Monday, August 23, 2010

Miracles

Apparently 79% of Americans believe in miracles.  This isn't anything new.  In fact the number itself is staggeringly persistent.  Be it 2010, or 1990 its usually around 80-90 percent. 

I think there is something wrong here.  I think the problem, isn't with the belief itself, because if you talked to the average American about this particular belief, you'll quickly find that miracles turn out to be rather mundane things.  People surviving a hurricane or an earthquake is a miracle.  Someone gets a kidney transplant, its a miracle.  Someone wins the lottery, its a miracle.  Someone finds a parking space in San Francisco, its a miracle.

The concept of the miraculous itself has degraded from something that circumvents the very laws of nature and logic (Jesus walking on water, resurrecting from the dead, pulling an infinite amount of food from a finite basket, etc.) to something that is improbable.... 

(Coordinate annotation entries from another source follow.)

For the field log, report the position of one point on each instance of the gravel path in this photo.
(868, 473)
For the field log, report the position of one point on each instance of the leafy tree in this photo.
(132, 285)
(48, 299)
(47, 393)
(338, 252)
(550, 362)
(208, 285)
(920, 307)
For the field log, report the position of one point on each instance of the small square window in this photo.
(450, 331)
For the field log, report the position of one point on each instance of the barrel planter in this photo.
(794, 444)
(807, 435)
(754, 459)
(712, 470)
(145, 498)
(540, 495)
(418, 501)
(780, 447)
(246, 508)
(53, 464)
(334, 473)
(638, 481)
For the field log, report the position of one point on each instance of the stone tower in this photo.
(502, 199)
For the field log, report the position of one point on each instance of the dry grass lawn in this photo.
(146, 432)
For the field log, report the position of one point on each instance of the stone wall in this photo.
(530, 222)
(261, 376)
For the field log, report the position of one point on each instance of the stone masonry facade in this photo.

And sometimes not even to that degree.  Its not improbable to die in an earthquake.  The reverse is true.  It's highly improbable that ANYONE will die in an earthquake.  Move to California, the probability will no doubt increase.  But the last big earthquake, Loma Prieta, caused 58 people to die, in an area where there was approx 2 million people (estimating here... San Jose has a pop of about a million now, and SF the same).  58 out 2 million isn't exactly highly probable. 

So whats the point?  The point is that when we adopt the use of a term, in a figurative sense, like miracle, to every day occurrences, we start changing the way we perceive the world.  No longer is it figurative after a while.  It really is a miracle when I find a parking space,  God guided my steering wheel towards the area of the park where I would find a vacant parking space, which then reinforces my idea of God.

"Miracle" isn't the only term that this is happening to.  "Hero," especially after 9/11 is being degraded into something below what was or is heroic.  "Evil" is another term I think that is being thrown around without much attention.  But both of these, I think don't have the same ramifications as miracle does, since it directly reinforces a questionable ontological belief.